Homeschool Freedom Advances in Ukraine, Philippines, Mexico, and Taiwan
by Mike Donnelly • September 10, 2109
Homeschooling continues to grow as a global movement while more governments recognize the right of parents to teach their children at home.
Other nations have legislation in the works to remove unnecessary barriers to home education.
The Ukrainian Ministry of Education released new regulations that recognize homeschooling as something parents may choose to do without asking for permission. Homeschooling families are required to “contract” with a public or private school for oversight, to whom they must submit student portfolios four times a year.
In the Philippines, the Ministry of Education released new guidelines expanding flexibility and freedom for families who choose home education. Previously, homeschools were required to associate with a recognized umbrella organization. The new regulations allow parents to secure a “learner registration number” which previously were only available through a limited number of recognized institutions.
Edric Mendoza, a homeschooling parent, leader, and education entrepreneur in the Philippines, said that the new regulations “increase options for families to access home education.”
Mendoza is leading an effort to host a global conference in the Philippines in November 2020 in partnership with the global Home Education Exchange Council. Learn more here.
In Mexico, a homeschooling conference in Guadalajara drew 500 attendees, reflecting the rapid growth of the movement in Latin America. It was the 10th such conference in the last 12 months.
Alberto Solano, homeschooling parent and conference organizer, said he is excited about the future of homeschooling in Mexico.

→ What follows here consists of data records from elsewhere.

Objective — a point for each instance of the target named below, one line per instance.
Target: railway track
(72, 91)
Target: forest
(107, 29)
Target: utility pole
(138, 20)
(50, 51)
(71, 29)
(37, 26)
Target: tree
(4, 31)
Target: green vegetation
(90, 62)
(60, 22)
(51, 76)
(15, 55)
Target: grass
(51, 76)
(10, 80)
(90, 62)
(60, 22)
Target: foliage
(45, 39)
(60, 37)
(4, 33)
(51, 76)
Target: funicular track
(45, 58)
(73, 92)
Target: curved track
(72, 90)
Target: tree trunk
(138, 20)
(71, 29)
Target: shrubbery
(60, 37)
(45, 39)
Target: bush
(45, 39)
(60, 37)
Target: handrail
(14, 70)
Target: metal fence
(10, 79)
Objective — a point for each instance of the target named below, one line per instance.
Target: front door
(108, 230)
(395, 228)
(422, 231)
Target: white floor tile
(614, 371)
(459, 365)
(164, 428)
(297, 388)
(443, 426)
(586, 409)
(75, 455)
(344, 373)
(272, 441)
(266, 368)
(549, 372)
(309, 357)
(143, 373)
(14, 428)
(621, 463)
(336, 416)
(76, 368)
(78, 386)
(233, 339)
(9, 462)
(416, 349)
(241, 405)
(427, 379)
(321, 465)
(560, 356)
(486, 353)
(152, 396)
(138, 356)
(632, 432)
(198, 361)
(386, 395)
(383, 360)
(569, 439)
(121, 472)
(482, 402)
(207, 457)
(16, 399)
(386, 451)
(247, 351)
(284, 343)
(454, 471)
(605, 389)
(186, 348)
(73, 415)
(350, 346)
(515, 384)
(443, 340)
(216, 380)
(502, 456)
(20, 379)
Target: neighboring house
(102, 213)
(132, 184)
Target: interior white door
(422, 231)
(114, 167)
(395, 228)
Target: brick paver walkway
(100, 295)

“We continue to see dramatic growth in conference attendance and interest in home education,” Alberto said.
In Taiwan, legislation passed in July that allows homeschool students to access national sports leagues without enrolling in public schools.
It also grants them equal access to college loans.
“Homeschooled students should be treated equally,” said Tim Chen, a homeschooling advocate from Taiwan. “We are excited about the way this legislation recognizes homeschooling as an equally valid educational option. This legislation also reflects the increased acceptance of homeschooling in Taiwan.”
Homeschooling is poised to grow dramatically as parents around the world seek education alternatives and more and more governments remove barriers by recognizing home education explicitly within their education laws.
HSLDA supports the development of national homeschool organizations and we advocate with policy makers to make homeschooling possible.